Menuju 2050, Mampukah Indonesia Capai 100% Energi Terbarukan?

Teknisi memeriksa panel surya di fasilitas PLTS. Program 100 GW PLTS disebut menjadi fondasi percepatan bauran energi terbarukan di Indonesia. Foto: Trinh Trần/ Pexels.

TARGET besar Indonesia menuju energi bersih 2050 bukan lagi mimpi jauh di depan mata. Laporan terbaru Institute for Essential Services Reform (IESR) dan Indonesia Clean Energy Forum (ICEF) menyebut, dengan strategi yang tepat dan kepemimpinan yang kuat, Indonesia bahkan bisa mencapai 100 persen energi terbarukan sebelum 2050.

Tantangannya, bagaimana menjadikan transisi energi bukan sekadar jargon, tapi rencana aksi yang terukur dan nyata.

100 GW Surya dan Gerakan Desa Energi

Dalam dua tahun ke depan, ada tiga langkah cepat yang direkomendasikan IESR dan ICEF.
Pertama, mengintegrasikan 100 gigawatt (GW) PLTS dan baterai tersebar ke dalam rencana pembangunan ekonomi desa. Artinya, energi bersih tak hanya untuk kota besar, tapi juga jadi motor ekonomi di desa-desa.

Kedua, menambah kuota PLTS atap agar industri, komunitas, dan rumah tangga bisa ikut terlibat langsung. Semakin banyak partisipasi publik, semakin cepat perubahan terjadi.

Baca juga: Kepri Jadi Panggung Besar Energi Bersih Dunia

Ketiga, menerapkan konsep Penggunaan Bersama Jaringan Transmisi (PBJT) supaya akses energi terbarukan bisa dinikmati industri secara luas.

Menurut CEO IESR Fabby Tumiwa, PBJT akan menciptakan kondisi saling menguntungkan:
“PLN bisa menambah pendapatan dan utilisasi jaringan, masyarakat mendapat pasokan listrik yang stabil, dan industri menurunkan jejak karbon,” ujarnya.

Pembangkit listrik tenaga surya dan turbin angin menggambarkan peta jalan energi bersih Indonesia menuju 2050. Foto: Ilustrasi/ Dok.

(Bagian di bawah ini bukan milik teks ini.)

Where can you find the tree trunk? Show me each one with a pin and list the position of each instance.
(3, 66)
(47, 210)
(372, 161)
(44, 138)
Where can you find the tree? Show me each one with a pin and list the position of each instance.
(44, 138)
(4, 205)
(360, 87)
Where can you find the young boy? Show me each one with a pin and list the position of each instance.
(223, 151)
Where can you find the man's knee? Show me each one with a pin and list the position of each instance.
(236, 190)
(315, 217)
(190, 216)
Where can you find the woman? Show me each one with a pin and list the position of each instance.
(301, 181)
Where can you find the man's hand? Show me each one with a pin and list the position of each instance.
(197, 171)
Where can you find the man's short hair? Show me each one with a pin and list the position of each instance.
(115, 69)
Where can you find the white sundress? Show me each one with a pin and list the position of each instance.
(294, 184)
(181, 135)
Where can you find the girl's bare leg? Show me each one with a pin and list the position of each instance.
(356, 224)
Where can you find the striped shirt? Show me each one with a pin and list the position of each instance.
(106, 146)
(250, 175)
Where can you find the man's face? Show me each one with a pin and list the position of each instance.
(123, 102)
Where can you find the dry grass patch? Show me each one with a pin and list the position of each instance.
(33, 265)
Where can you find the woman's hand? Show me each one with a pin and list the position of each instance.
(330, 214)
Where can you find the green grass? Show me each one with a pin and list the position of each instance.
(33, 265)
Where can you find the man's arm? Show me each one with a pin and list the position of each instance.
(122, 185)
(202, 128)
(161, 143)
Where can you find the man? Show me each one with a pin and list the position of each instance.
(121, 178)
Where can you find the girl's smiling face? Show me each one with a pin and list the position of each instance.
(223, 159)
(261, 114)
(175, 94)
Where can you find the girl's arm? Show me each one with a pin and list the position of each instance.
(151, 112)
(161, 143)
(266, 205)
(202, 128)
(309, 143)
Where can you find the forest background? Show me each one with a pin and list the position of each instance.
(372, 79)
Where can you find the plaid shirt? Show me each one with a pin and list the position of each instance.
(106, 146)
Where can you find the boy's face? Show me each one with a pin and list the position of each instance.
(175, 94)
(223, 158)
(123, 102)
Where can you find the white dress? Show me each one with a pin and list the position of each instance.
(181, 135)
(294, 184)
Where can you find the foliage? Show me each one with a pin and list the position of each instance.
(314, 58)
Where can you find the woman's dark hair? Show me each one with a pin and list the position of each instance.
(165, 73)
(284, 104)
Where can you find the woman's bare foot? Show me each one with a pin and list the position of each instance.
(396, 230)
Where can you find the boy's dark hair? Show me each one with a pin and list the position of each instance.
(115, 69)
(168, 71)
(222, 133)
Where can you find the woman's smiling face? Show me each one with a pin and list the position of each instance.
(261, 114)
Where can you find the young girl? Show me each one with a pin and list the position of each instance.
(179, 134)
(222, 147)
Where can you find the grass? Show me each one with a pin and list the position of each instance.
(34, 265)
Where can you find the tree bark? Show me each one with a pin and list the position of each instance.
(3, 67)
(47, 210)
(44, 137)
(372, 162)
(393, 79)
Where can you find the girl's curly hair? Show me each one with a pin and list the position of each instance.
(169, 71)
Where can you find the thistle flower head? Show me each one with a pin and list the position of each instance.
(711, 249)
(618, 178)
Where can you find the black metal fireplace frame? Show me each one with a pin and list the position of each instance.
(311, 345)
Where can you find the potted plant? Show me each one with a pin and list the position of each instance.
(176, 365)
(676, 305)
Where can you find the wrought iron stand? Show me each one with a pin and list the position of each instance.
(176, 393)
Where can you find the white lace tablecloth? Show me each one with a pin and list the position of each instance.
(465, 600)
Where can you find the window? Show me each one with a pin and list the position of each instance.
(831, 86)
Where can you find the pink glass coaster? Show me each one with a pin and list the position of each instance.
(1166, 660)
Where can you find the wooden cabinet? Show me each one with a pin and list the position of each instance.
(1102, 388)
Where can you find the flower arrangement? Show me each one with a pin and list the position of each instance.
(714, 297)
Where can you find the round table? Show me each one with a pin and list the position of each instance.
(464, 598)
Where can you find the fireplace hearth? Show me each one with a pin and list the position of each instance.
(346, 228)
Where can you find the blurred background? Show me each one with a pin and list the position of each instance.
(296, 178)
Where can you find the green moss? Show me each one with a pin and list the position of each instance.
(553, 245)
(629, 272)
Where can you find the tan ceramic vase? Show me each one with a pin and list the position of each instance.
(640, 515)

SustainReview.ID.

Langkah Strategis Menuju Energi Bersih 2050

Jangka Pendek (1–2 tahun)
• Integrasi 100 GW PLTS dan baterai di desa
• Tambah kuota PLTS atap untuk masyarakat & industri
• Terapkan PBJT untuk pemerataan akses energi

Jangka Menengah (3–4 tahun)
• Edukasi publik dan partisipasi masyarakat
• Regulasi proyek energi yang bankable
• Kembangkan green jobs & ekosistem hidrogen hijau

Jangka Panjang (hingga 2050)
• Kepemimpinan nasional yang konsisten
• UU Energi Baru & Terbarukan segera disahkan
• Integrasi kebijakan energi, pembangunan, dan iklim


Edukasi Publik dan Green Jobs

Dalam tiga sampai empat tahun ke depan, fokusnya adalah membangun ekosistem dan kesiapan SDM.
IESR dan ICEF menilai pemerintah perlu memperkuat edukasi publik tentang transisi energi, menyiapkan regulasi yang bankable, dan menyelaraskan pasar karbon agar investasi hijau lebih mudah masuk.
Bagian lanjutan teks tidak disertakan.